中国「一帯一路」の影で高まる反発、テロの標的にされる中国人と失速する巨大プロジェクト

近年、中国が国家戦略として推し進める巨大経済圏構想「一帯一路」に対する反発が、世界各地で高まりを見せています。特に、プロジェクトの恩恵を受けられない人々からの不満が噴出し、中国人がテロの標的にされる事件も発生しています。

パキスタンで頻発する中国人標的テロ

2024年10月6日、パキスタン南部のカラチにある国際空港付近で、中国人たちが乗車する車列に爆弾テロが発生し、中国人2人を含む3人が死亡、10人以上が負傷しました。

パキスタンで発生した爆弾テロの様子パキスタンで発生した爆弾テロの様子

事件後、パキスタン南西部バルチスタン州の分離独立を主張する反政府武装組織「バルチスタン解放軍」が犯行声明を出し、中国人を狙ったと明らかにしました。

バルチスタン州は、鉄鉱石や石炭、天然ガスなどの資源が豊富な地域ですが、失業率や貧困率はパキスタン国内でも最悪レベルです。バルチスタン解放軍は、中国が推進する「一帯一路」プロジェクトによって、これらの資源が搾取され、現地の住民に利益が還元されていないことに強い不満を抱いています。

過去にも、バルチスタン解放軍は、カラチにある孔子学院や中国領事館を標的にしたテロ事件を起こしており、中国政府に対して、中国人の安全確保を徹底するよう要求しています。

アフリカでも広がる中国企業への反発

中国企業に対する反発は、アフリカ諸国でも広がっています。

2020年6月には、ザンビアの首都ルサカ郊外で、中国企業の中国人幹部3人が、現地の従業員2人に殺害される事件が発生しました。
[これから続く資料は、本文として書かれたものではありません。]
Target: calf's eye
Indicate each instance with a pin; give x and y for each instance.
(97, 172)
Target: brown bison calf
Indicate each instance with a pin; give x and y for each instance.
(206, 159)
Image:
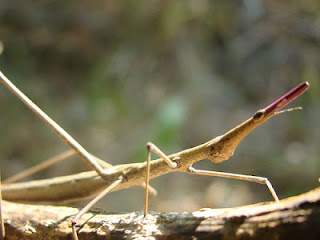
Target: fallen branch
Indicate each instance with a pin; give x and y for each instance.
(292, 218)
背景には、不当な労働条件や賃金未払いなど、中国人幹部による現地従業員への不当な扱いが横行していたという実態があります。

失速する「一帯一路」、プロジェクトの35%で問題発生

米ウィリアム・アンド・メアリー大学エイドデータ研究所の調査によると、中国がこれまで実施してきた「一帯一路」プロジェクトのうち、全体の35%で、労働違反や汚職、環境汚染などの問題が発生していることが明らかになっています。

一帯一路のイメージ一帯一路のイメージ

マレーシア、カザフスタン、ボリビアなどでは、巨額のプロジェクトが中止に追い込まれており、専門家の間では、「一帯一路」は今後失速するとの見方が強まっています。

高まる反中国感情、中国経済と安全保障に影響も

「一帯一路」は、中国が提唱する巨大経済圏構想ですが、その実態は、資源の搾取や不当な労働条件など、多くの問題を抱えています。

現地住民の不満が高まり、反中国感情が強まれば、中国企業の進出は困難になり、中国経済にも大きな影響を与える可能性があります。

また、テロの標的となるリスクも高まり、中国人の安全確保は、中国政府にとって喫緊の課題となっています。